Nos últimos dias, incentivada pela participação em um programa cujo tema foi a lei Antifumo, tentei esclarecer algumas dúvidas:
  1. Porque não proíbem a plantação/produção de cigarros no Brasil?
  2. Quais os motivos da proibição do cigarro eletrônico (para quem não conhece, um cigarro falso, com cartuchos de nicotina, que simula o ato de fumar mas solta um vaporzinho ao invés da temida FAC - fumaça ambiental de cigarros). Contém os mesmos produtos químicos dos chicletes e patches. Porque não liberamos a sua fabricação no Brasil?
  3. Porque os chicletes de nicotina não contem o aviso de que a nicotina torna as pessoas dependentes? A nicotina de patches e chicletes é adquirida do mesmo produtor que fornece matéria prima para a fabricação de cigarros. Cada chiclete de nicotina contém 10X a dose de um cigarro “light”.
  4. Porque o FDA, na ânsia de manter as crianças longe do tabaco, não proibiu o cigarro mentolado, excluindo-o dos cigarros que atraem novos fumantes infantis?

Algumas respostas:
  1. A condição para o Brasil assinar a Convenção-Carta (aquela, famosa, para diminuir o consumo de tabaco no mundo) foi a de que ela não seria usada para proibir a plantação de fumo nem tampouco para atrapalhar o “livre comércio”.
  2. A produção de cigarros eletrônicos no país atrapalharia um pouquinho o negócio de cigarros tradicionais? E o negócio de reposição de nicotina? Como dizem nossos colegas do hemisfério Norte, Big Tobacco e Big Pharma felizes com a decisão.
  3. Será que a reposição de nicotina através de patches e chicletes seria recomendada se o produtor fosse a indústria tabagista? Eu certamente teria pensado nessa possibilidade nova de ganhar dinheiro caso o meu negócio estivesse ameaçado.
  4. A decisão sobre os cigarros mentolados, até agora estou tentando entender...

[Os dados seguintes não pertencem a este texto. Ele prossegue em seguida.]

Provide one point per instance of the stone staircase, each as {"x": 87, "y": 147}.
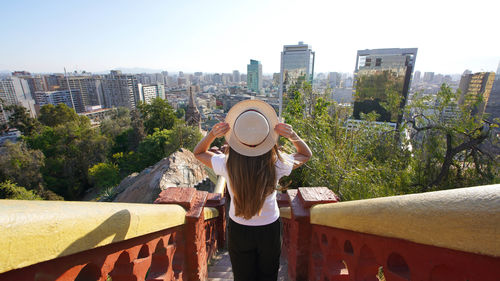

Francamente, como já disse antes, não vejo diferença nenhuma entre fabricantes de remédios e de cigarros. Um não vive sem o outro e o Governo não vive sem os dois.

Se os adolescentes tivessem de fato noção de perigo (eu não tinha), meu conselho seria: não fume. No mínimo, além dos prejuízos à saúde, você será refém do governo, das indústrias e de todos os profissionais que lucrarão em cima da sua tosse. E ninguém vai se preocupar com você.

Tentei achar no site da lei Antifumo algum link para os órgãos do governo que oferecem tratamento para o fumante. Em destaque, apenas o telefone para denúncias. Eles poderiam pelo menos disfarçar que a lei não é contra o fumante.